Although the Eurasian Union draws its origins from Kazakhstan -- it was first proposed by the the country’s president-for-life Nursultan Nazarbayev in a 1994 speech -- the bloc has emerged as a central part of Vladimir Putin’s plan to keep ex-Soviet states within Russia’s sphere of influence. This approach has occasionally sparked conflict; not least in Ukraine, where the collapse of a pro-Russian regime this February led Moscow to forcibly annex Crimea in April. In 2008, Russia fought a brief war with the Republic of Georgia, where a pro-American regime attempted to seize the Russian enclave of South Ossetia.
Twenty-three years after its dissolution, the Soviet Union continues to hold major symbolic significance for Russia. Putin has often referred to the Soviet collapse as a great tragedy for his country, which then endured a series of painful market reforms during the 1990s.
Does the Eurasian Union represent Putin’s effort to restore Russia’s past glory? Hillary Clinton thinks so. In a speech in March, the former U.S. secretary of state said that Putin’s “political vision is of greater Russia,” and that his goal is to “re-Sovietize Russia’s periphery.”
Whether or not Putin succeeds in realizing this vision, the Eurasian Union marks a significant step. Armenia and Kyrgyzstan, who attended the deal’s signing as observers, have signaled their intention to join. But the absence of Ukraine -- whose population of 55 million makes it the second-largest ex-Soviet state, after Russia itself -- represents the limit of Putin’s approach. Although the country’s new president, billionaire Petro Poroshenko, has sworn to improve relations with Moscow, Ukraine is not likely to join a Russian-led economic union.

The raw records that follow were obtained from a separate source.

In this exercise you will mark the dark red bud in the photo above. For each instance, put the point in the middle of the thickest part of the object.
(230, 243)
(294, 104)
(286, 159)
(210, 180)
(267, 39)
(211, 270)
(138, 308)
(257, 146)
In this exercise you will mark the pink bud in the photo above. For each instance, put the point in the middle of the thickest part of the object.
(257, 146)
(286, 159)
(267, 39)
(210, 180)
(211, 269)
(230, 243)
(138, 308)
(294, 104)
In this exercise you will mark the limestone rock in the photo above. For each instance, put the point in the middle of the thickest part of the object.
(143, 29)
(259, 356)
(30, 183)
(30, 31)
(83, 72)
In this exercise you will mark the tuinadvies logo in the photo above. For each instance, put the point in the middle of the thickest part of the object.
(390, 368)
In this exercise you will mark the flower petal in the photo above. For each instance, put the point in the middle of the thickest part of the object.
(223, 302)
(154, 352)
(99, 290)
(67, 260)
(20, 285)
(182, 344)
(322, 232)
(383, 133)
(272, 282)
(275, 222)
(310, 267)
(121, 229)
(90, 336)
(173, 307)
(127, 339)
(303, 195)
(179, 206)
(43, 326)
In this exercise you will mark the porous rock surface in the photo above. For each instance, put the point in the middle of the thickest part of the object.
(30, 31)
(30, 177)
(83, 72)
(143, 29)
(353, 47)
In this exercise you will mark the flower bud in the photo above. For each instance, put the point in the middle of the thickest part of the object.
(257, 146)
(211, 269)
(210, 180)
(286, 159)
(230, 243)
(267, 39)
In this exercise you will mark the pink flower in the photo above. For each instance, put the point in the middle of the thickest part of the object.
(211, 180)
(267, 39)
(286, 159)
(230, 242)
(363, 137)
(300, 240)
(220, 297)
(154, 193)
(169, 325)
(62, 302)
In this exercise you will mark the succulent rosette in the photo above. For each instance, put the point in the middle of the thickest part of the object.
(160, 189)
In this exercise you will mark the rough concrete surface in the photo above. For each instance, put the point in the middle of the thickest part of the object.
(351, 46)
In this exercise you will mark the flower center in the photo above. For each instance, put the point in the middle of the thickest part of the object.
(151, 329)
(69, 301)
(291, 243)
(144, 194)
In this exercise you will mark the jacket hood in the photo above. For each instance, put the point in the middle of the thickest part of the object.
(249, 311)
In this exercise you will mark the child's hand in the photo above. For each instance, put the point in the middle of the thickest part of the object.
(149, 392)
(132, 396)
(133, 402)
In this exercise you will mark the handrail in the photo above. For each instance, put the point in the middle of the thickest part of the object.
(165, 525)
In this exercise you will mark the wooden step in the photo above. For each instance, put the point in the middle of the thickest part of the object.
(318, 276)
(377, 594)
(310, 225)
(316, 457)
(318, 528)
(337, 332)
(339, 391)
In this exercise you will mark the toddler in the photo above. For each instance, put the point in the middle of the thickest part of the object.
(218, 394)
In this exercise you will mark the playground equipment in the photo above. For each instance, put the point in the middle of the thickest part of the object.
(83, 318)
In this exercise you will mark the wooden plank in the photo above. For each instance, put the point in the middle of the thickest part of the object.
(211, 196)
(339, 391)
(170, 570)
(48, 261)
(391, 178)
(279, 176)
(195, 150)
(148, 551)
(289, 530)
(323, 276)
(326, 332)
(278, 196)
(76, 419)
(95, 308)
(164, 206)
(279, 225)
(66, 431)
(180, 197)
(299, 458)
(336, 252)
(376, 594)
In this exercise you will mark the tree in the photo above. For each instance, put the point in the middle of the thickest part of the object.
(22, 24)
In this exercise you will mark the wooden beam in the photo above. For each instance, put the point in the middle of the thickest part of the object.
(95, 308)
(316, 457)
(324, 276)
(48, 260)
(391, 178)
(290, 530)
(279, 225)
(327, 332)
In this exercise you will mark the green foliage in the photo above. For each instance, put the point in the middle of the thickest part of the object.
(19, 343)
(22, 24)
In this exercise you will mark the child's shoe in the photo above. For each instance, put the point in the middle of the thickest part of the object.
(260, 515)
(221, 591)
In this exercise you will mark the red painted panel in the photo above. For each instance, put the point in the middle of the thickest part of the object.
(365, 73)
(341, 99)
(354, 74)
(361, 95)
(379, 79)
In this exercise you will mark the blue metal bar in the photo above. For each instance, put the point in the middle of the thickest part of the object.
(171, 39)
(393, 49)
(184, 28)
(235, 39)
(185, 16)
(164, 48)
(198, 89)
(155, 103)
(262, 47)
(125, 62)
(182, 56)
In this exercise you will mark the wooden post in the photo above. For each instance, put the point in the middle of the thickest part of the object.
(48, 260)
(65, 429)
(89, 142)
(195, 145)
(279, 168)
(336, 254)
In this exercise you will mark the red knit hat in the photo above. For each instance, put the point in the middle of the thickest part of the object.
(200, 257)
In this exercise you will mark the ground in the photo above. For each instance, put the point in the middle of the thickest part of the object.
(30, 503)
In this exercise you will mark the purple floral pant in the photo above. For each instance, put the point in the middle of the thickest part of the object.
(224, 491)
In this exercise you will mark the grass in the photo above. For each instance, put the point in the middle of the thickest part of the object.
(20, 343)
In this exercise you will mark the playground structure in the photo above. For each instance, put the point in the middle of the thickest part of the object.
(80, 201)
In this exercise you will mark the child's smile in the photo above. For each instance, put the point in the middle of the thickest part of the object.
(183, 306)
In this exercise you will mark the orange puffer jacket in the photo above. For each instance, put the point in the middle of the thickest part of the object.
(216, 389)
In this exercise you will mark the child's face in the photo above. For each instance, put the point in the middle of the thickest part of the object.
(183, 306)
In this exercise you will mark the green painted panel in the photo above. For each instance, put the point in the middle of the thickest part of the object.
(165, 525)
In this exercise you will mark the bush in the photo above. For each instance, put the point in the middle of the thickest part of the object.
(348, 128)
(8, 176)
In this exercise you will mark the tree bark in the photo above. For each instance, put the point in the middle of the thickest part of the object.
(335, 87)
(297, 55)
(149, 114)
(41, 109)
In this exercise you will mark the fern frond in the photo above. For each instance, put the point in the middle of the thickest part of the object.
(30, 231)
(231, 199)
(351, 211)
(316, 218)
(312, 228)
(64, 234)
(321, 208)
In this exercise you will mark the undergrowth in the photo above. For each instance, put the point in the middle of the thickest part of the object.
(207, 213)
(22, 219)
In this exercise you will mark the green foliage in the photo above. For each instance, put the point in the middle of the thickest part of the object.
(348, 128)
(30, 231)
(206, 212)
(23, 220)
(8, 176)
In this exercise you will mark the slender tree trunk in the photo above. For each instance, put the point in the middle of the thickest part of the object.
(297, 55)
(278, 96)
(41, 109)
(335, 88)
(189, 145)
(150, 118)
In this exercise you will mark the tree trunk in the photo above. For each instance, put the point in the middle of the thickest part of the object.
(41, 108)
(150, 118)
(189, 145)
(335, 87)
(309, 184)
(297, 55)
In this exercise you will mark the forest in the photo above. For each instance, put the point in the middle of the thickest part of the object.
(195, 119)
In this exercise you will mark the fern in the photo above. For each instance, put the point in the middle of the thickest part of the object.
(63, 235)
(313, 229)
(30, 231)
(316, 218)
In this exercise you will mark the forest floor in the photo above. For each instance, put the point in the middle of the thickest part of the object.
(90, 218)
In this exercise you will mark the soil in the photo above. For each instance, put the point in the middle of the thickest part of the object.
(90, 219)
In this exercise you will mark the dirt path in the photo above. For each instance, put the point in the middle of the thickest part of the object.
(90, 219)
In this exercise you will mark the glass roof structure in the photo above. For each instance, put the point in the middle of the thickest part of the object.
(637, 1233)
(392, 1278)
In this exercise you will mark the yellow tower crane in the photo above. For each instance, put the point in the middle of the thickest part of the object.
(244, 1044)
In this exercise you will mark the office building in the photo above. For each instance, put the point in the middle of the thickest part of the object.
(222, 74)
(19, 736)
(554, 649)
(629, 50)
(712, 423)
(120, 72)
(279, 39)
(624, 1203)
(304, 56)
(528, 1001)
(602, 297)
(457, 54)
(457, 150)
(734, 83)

Even the two countries who reached the agreement with Russia -- Kazakhstan and Belarus -- have expressed some unease with their new partner. Kazakhstan flatly refused to consider political union, saying in March that it “could not be in a union with an occupying state,” while Belarus’ Alexander Lukashenko, who has governed his country since independence, noted his disappointment at Ukraine’s absence from the union and accused Russia of setting “a bad precedent” in its annexation of Crimea.